In a Skokie courtroom Wednesday, Logsdon bowed and shook his head as prosecutors told Cook County Judge Marcia Orr about his alleged spree.

He's suspected of committing about 15 armed robberies since Dec. 26, though Skokie police said detectives are still investigating cases in other suburbs.

In all but one of the robberies, the stickup man pulled a BB gun on workers and demanded cash before fleeing the stores, according to court documents. Witnesses said Logsdon used a black handgun to rob a Hair Cuttery in Skokie on Dec. 27, documents said.

He allegedly made off with about $250 from a Great Clips at 1238 N. Ashland Ave. in Wicker Park on Monday morning. He held up the salon in front of about three people before fleeing northbound on Ashland Avenue in a gray sedan, cops said.

He's also suspected of hitting a Great Clips at 1005 W. Webster Ave. in Lincoln Park for cash on Jan. 29, as well as sticking up two salons in the 1200 and 1300 blocks of West Fullerton Avenue in December, authorities said.

No injuries were reported in the robberies, cops added.

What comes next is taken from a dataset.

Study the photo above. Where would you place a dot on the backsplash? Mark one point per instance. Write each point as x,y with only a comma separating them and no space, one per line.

Aside from a 2003 DUI in Missouri, Cook County Assistant State's Attorney Elena Gottreich said Logsdon did not have a criminal record.

Following the Wicker Park robbery, a witness was able to catch the license plate number of the getaway car Logsdon was driving, Skokie Police Commander of Investigations Brian Baker said at a news conference in Skokie Wednesday.

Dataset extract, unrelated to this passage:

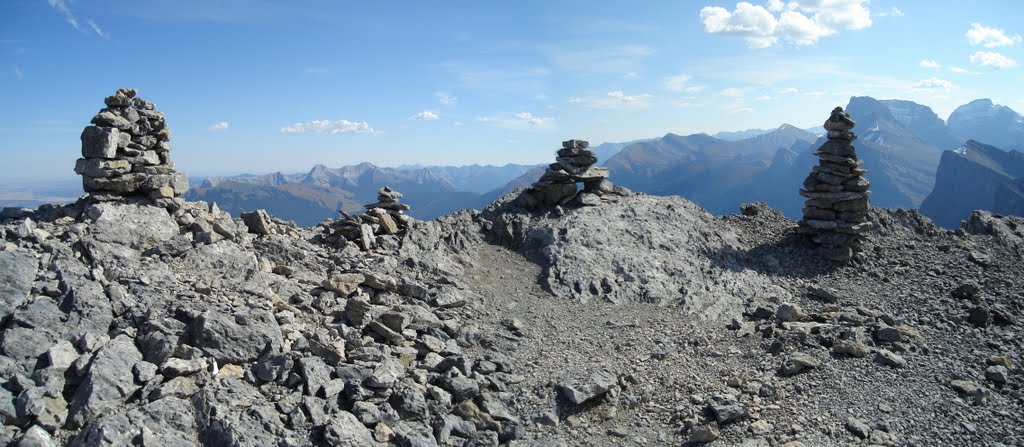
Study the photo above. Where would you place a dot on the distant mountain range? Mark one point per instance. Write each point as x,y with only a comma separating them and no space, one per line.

Logsdon was arrested by Skokie Police on Monday night, police said.

"He was very cordial, very polite" while in custody, Baker said of Logsdon.

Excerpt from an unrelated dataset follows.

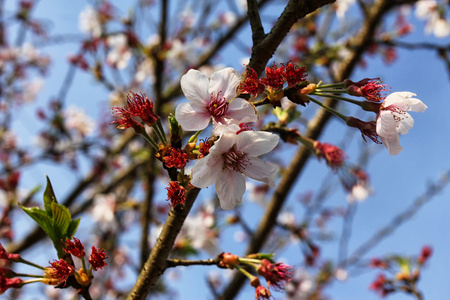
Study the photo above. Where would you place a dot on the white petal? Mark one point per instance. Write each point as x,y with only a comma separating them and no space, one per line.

Though he is charged with robbing scores of hair salons, cops said it's the traffic violations that helped pin him down.

Authorities said a Chicago Police Officer was able to match the plate to a description of the getaway car. Skokie Police then ran the license plate and found that a man matching the description of the robber had been pulled over multiple times for minor traffic violations in that car in the past two years before the robberies began.

Baker said witnesses viewed photos of Logsdon and positively identified him as the robber. Logsdon was pulled over in Elmhurst while driving the car used in the robberies and arrested, Baker said.

Baker said Logsdon stole between $100 and $800 in each robbery. In the past 41 days, there have been 15 similar armed robberies, Baker said, adding Logsdon is not currently being charged with all 15 robberies.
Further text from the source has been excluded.